Depending on how far down the road you’ve gotten with the contract, the potential buyers have likely shelled out money already. That would include a non-refundable option fee paid to the seller, cost of inspections done on the property, an appraisal, loan application fees, and more. The earnest money deposited with the title company may or may not be returned to the buyer depending on the terms of their specific contract.

The Sellers:

When a contract terminates, the cost to the seller is often harder to measure. It can be difficult to put a price on lost opportunity for another buyer to purchase the property. Current market demands and the amount of time the property is off the market while under contract are factors. Often the agent must then explain to future buyers why the contract fell through.

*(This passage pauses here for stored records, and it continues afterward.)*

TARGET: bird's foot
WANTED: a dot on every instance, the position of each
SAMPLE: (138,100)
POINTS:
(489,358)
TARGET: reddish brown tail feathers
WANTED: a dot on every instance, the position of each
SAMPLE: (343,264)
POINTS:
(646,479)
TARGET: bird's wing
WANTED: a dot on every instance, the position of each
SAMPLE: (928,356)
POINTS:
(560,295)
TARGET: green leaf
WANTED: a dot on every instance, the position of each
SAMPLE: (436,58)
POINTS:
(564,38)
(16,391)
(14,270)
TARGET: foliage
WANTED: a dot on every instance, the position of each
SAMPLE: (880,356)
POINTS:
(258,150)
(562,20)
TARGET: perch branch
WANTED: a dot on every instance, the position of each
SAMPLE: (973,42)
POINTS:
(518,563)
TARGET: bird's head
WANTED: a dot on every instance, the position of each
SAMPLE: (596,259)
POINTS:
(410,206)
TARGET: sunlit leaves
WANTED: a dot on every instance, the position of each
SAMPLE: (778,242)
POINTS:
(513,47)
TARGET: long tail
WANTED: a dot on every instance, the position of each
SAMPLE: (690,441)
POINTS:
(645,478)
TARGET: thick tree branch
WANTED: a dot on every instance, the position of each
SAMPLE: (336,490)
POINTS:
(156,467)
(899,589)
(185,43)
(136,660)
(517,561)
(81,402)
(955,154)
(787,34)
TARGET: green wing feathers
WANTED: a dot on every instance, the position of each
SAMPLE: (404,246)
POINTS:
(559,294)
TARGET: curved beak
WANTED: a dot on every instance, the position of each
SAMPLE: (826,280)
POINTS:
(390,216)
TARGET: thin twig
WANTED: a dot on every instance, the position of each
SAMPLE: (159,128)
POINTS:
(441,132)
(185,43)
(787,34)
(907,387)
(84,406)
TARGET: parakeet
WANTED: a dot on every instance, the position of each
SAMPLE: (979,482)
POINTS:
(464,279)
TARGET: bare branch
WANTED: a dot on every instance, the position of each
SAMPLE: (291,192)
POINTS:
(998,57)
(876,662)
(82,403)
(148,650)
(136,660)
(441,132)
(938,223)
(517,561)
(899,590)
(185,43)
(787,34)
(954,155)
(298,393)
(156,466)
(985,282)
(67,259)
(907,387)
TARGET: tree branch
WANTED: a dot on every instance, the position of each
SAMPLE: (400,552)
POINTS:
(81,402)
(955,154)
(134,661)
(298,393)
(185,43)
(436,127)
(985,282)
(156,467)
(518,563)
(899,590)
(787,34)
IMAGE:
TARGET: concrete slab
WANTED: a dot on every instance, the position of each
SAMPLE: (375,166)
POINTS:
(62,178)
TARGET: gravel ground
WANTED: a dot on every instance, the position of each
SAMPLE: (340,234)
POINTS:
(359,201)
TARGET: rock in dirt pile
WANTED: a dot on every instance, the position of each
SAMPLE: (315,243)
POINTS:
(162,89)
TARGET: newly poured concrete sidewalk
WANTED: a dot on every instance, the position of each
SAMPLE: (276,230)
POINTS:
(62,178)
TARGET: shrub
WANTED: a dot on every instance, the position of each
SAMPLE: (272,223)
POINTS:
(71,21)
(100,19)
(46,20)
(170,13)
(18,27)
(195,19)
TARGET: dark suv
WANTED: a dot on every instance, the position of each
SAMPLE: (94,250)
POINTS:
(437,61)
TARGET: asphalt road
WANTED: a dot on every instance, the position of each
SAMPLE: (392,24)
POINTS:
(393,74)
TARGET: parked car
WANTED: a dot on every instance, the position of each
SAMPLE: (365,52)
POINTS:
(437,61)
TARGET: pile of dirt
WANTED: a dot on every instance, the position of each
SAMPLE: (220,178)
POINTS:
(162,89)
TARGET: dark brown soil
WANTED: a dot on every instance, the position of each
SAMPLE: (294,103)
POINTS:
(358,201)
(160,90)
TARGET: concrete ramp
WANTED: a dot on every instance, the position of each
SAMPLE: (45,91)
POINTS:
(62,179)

More tangible losses may include expenses for HOA documents ordered for that specific transaction and any repairs made for that particular buyer. Additionally, the sellers may have already started packing, hired a moving company, contracted to buy another property, etc.

The Real Estate Agents:

The agent’s biggest investment is often their unpaid time working on the transaction. Most folks underestimate the substantial amount of time a Realtor and their broker spends in getting a property into MLS and marketing it throughout the real and virtual worlds. From measuring and staging to photography and data input, there are a lot of upfront tasks and expenditures.

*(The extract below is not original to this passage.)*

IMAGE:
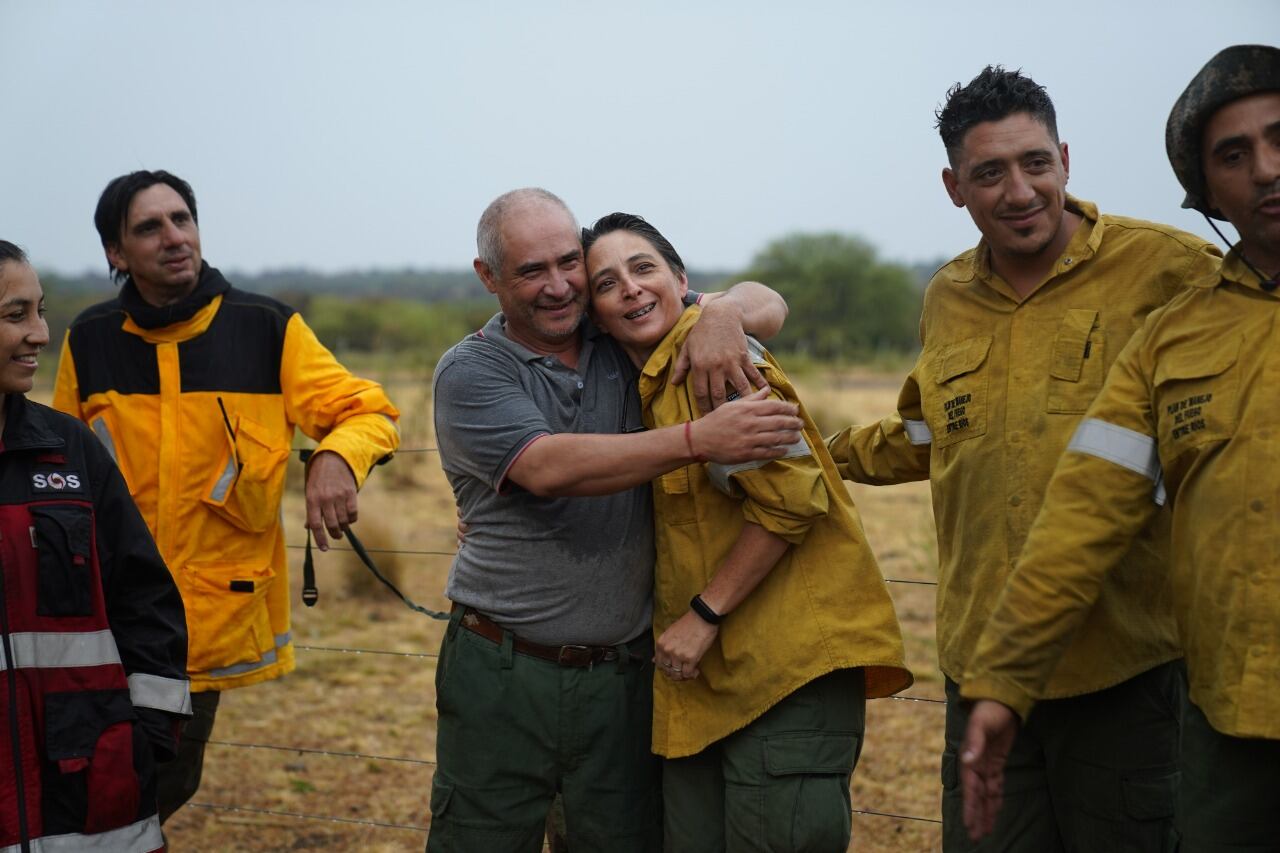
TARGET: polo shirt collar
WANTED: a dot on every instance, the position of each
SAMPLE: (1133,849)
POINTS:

The additional costs of advertising and marketing usually come out of the agent’s pocket. The buyer’s agent spends their share of time and expertise searching for properties, scheduling showings and working with their clients. And agents are waiting to be paid when the sale is completed.

The Title agency:

From the time they receive the contract, the title company starts incurring expenses, which are not usually paid until the closing and funding of the transaction. Processing costs include the search of property records, tax records, deeds, plats, judgments, liens, and court records. They often incur fees from outside sources for the tax certificate, attorney document preparation, survey, obtaining payoff amounts and more. The hours spent related to researching easements, covenants, restrictions, unpaid taxes, assessments, and more are lost revenue if the contract terminates.

The Lender:

The potential buyer’s lender also bears costs when a contract terminates. The cost and effort of originating the loan can include researching and qualifying the buyer for the mortgage. The credit report, flood determination, and appraisal are just the start. Those costs may or may not be recovered from the client.

The opinions expressed are of the individual author for informational purposes only and not for legal advice. Contact an attorney for any particular issue or problem.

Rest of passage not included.